For others, I need to rename, reorder or remove them from an embedded document or an array.
I can use $set to reorder and rename fields; however, for embedded and array fields it is more complex!

Finaly, I want to export the data in two CSV files with the same format and be able to compare these files.
I’m attempting to create a JSON template to facilitate the transformation and make the processus faster than doing it manually.

Regards

Sorry Emmanuel, Ive had to travel over last few days and so not had time to reply. Ill take a look at your reply when i get time though later in the week when im back.

I’m getting back into things Emmanuel, sorry for disappearing but I had some family matters to attend to.

With the two sets of data I’d look at the following approaches:

  • Top level rec, how much data is in the two outputs, if you have an unwind then take this into account
  • If you have unwinds or pushes into an array then check a key dimension within and check the amount of data in the source and target
  • Get a full list of fields and generate a mapping document to verify each field, where it goes and where it came from, you could then build a secondary projection for each that converts to a single row output CSV and compare the source and target to make sure every field remains the same.

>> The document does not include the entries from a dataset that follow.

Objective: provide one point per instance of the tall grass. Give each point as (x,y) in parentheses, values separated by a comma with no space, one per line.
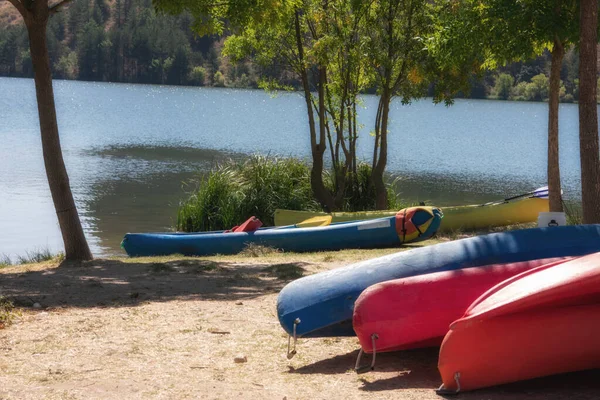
(360,194)
(7,313)
(234,191)
(31,257)
(573,212)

For #3 I find notepad++ and Excel to be superb in creating these kinds of thing, I also make a lot of use of Pivot tables in excel when reconciling data between systems, so when exporting data you can pull it into Excel as a CSV and then pivot key dimensions to check counts.

I can’t think of a magic bullet for this, if you have two projections to compare then it can be a manual work process, but you can start with smaller datasets which can make life easier.

Hi John,

I hope your family is doing well.

Thank you very much for your answers.
Starting with smaller datasets is a good approach.

This topic was automatically closed 5 days after the last reply. New replies are no longer allowed.